Heather Gernenz
July 14, 2025

Professor Yuridia Ramírez received a 2025 Mellon Emerging Faculty Leaders Award from the Institute of Citizens & Scholars. The award comes with a $20,000 stipend to support her research.

The award recognizes scholars who have demonstrated impressive scholarship, service, and teaching early in the tenure process. The selection committee said they were “impressed by her scholarly accomplishments, as well as her commitment to supporting students, strengthening her field and institution, and building a more inclusive academic community.”

Ramírez is a historian of the modern United States who specializes in migration, Latinxs, labor, oral history, and indigeneity.
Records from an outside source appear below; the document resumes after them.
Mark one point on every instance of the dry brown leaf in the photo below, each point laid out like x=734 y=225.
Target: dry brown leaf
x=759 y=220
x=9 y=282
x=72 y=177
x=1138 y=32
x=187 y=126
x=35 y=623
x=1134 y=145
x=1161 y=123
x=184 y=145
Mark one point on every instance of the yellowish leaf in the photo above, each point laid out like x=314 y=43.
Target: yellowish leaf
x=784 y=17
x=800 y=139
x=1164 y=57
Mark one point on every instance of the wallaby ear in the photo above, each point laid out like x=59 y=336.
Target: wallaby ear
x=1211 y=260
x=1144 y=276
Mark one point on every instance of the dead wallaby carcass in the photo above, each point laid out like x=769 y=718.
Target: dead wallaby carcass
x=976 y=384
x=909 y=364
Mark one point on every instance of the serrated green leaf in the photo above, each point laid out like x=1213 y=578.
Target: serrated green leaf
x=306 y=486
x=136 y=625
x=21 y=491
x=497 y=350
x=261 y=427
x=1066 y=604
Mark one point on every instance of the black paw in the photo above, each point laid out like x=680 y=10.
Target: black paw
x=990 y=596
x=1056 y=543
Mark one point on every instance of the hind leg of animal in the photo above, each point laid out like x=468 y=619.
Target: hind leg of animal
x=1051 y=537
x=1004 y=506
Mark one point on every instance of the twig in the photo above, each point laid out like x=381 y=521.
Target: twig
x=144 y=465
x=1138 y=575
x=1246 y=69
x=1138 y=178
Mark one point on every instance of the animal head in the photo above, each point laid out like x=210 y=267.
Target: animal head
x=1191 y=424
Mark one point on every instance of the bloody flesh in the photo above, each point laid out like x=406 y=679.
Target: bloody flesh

She is currently working on her first book, tentatively titled Indigeneity on the Move: Transborder Politics from Michoacán to North Carolina, a historic and interdisciplinary analysis of a diasporic Indigenous community and their transforming sense of indigeneity.  She has published chapters in Faith and Power: Latina/o Religious Politics Since 1945 (NYU Press), and in Migration, Identity, and Belonging: Defining Borders and Boundaries of the Homeland (Routledge). She has also published in the Journal of Southern History and Radical History Review.

Ramírez has personal experience with and an intellectual commitment to migrant workers and their families. She has worked as a community organizer in North Carolina with United We Dream and has organized in refugee and immigrant communities in Minneapolis, Minnesota; Durham, North Carolina; and now Champaign-Urbana, Illinois. She has also worked with K­-12 students, young adults, and families, to think critically about racism, violence, and injustice, while developing a vision for a collective community.